The following yoga pose, if practiced regularly will enhance your health. In fact this is a yoga asana for the entire body. The specific benefits you will gain are outlined below.
Sarvangasana, or the Shoulder Stand. The name of this asana is derived from the Sanskrit word sarvanga, meaning "all parts" and implies that it is beneficial for the entire body. In performing it you will find your entire muscular structure being stretched, healed and revitalized while at the same time your powers of concentration improve.
Method: Lie flat on your back, legs outstretched, arms parallel to the body, palms down. Now raise the legs slowly from the floor, keeping the knees straight and close together, toes pointing. Continue the movement as slowly as possible until the legs are at a thirty-degree angle with the floor. This is Stage One. Pause briefly, breathing naturally and concentrating your whole attention on the movement.
During Stage Two, continue the elevation until your legs are vertical to your body. Pause again, maintaining the full stretch.
For Stage Three, press your hands and elbows hard on the floor and raise your legs, torso, hips, back, stomach and chest. Then, using only your upper arms and elbows as a floor rest, slide your hands up the small of the back to assist in balancing the trunk. Your legs will swing past the vertical point at this stage.
Now, for Stage Four, tuck your chin into your neck and give your body an extra lift to stretch the trunk and legs to a vertical position. Retain this pose for a few moments: you are now holding the Pan-physical Pose or Candle Posture, another classic of Hatha yoga. Now reverse the order of your movements and slowly return to the original horizontal position. Rest.
Remember that at all stages your movements of this yoga asana for your entire body should be slow, smooth and controlled and that a full stretch of the entire body must be maintained throughout.
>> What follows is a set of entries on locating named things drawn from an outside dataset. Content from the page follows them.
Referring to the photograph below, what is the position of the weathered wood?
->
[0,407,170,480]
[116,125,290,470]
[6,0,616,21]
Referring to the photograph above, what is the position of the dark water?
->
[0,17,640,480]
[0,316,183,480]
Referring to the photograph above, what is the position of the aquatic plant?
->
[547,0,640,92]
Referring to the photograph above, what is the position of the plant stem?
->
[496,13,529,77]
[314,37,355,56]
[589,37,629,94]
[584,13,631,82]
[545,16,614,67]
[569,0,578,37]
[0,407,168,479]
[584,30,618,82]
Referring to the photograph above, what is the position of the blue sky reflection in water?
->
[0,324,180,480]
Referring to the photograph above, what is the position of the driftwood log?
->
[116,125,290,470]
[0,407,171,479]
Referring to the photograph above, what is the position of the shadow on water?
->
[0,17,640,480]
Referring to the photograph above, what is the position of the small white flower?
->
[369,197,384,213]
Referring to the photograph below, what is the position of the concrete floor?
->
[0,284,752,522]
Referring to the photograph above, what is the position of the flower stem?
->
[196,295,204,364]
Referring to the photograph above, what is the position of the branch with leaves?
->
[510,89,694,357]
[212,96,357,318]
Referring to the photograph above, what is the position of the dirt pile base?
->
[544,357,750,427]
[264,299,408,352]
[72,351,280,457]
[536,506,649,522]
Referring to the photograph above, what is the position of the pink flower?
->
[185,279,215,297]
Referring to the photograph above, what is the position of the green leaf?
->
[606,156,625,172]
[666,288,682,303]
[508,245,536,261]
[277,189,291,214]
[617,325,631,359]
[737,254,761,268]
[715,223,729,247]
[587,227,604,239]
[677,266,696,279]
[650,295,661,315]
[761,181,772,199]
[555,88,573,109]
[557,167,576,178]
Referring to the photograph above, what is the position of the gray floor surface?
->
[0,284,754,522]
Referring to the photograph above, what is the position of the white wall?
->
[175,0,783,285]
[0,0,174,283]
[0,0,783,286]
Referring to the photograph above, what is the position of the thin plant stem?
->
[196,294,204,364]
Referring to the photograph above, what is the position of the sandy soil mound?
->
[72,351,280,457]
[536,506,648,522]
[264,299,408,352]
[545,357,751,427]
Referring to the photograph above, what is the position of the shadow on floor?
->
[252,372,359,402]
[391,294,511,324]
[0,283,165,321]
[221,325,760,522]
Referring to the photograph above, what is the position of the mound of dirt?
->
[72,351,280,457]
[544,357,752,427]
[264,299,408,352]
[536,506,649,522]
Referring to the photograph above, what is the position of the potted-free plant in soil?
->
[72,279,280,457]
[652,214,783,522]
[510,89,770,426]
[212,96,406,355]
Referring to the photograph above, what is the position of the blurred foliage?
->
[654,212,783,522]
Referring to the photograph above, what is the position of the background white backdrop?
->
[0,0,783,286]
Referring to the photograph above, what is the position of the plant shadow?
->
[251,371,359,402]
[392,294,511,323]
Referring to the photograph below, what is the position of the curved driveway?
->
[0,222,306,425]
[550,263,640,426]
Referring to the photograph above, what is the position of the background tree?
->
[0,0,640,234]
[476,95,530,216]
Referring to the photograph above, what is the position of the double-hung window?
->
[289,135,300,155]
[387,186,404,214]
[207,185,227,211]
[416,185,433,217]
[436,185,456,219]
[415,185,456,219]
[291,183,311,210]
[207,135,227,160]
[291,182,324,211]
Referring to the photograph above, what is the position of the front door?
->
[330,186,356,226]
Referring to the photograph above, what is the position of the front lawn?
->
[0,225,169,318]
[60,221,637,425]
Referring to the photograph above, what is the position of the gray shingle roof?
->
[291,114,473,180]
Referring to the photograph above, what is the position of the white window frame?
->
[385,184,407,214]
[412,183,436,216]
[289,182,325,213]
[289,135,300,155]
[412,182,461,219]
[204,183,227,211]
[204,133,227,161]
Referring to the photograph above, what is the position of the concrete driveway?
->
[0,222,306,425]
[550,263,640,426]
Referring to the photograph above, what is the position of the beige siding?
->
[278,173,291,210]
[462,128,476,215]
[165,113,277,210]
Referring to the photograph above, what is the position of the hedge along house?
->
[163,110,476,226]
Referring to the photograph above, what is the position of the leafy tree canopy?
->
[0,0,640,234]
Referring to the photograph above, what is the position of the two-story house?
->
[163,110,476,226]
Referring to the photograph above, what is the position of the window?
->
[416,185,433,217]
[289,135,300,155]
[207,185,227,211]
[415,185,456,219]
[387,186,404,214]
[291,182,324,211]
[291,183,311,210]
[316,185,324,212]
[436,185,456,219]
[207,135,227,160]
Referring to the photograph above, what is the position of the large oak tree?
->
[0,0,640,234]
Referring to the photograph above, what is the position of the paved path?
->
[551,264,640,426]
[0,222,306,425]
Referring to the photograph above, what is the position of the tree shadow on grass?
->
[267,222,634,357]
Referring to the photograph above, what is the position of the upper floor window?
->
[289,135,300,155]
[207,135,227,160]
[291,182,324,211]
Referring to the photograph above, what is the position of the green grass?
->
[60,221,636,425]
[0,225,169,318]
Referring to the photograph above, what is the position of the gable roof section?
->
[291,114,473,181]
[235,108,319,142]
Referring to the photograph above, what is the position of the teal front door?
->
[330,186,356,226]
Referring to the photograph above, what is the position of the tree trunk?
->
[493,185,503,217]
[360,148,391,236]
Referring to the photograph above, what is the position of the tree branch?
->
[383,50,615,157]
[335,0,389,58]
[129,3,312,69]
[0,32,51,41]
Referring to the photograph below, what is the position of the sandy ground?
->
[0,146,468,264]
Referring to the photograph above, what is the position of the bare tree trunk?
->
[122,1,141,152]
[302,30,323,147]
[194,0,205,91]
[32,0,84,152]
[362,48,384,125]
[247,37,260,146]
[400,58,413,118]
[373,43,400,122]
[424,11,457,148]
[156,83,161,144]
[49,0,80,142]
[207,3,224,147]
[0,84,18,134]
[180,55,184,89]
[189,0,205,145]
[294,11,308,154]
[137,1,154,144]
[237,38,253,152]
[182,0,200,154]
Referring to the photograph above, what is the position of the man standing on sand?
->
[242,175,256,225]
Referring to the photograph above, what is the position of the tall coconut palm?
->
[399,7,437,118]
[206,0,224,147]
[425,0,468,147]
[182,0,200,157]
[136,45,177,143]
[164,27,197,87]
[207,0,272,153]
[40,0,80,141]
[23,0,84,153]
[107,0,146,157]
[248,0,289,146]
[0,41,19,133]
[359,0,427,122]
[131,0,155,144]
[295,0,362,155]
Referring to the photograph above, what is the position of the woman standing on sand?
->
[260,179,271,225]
In time you will be able to retain the Stage Four position for several minutes without experiencing the slightest discomfort. Always begin the descent before you are too tired to perform it on one smooth, controlled motion.
Actually this asana is simpler to do than to describe. But if you are one or those persons who become dizzy the moment you are turned upside down, you may need to get used to it gradually. If such is the case, practice one stage at a time until you have become used to it; then go to the next. Never rush for results. Your best gauge is your own common sense.
Therapeutic Value: This asana is believed to revitalize the thyroid, which in turn affects the healthy functioning of the whole organism. It reverses the flow of blood and sends it away from the limbs and abdomen toward the head, thus relieving fatigue and easing venous congestion - hence its efficacy in leg and stomach troubles. The added flow of blood to the neck and upper body stimulate the endocrine secretions in general.
At the same time the muscles of the legs, thighs, hips, abdomen, shoulders, spine, neck and arms are all stretched, adding to the suppleness of the body as a whole and improving appearance. Most importantly, the spine and the nervous system benefit so that inner tensions and irritation subside. It follows that the Shoulder Stand is of the greatest value to persons engaged in mental or creative effort.
Other benefits include relief from constipation, intestinal and digestive disorders, menstrual discomfort, hemorrhoids and varicose veins.
Caution: This asana should be practiced sparingly by persons suffering from chronic catarrh and should never be attempted by those with disorders of the thyroid.
This is indeed a "wonder" yoga asana for your entire body, because of the amazing number of benefits you will gain from practising it regularly.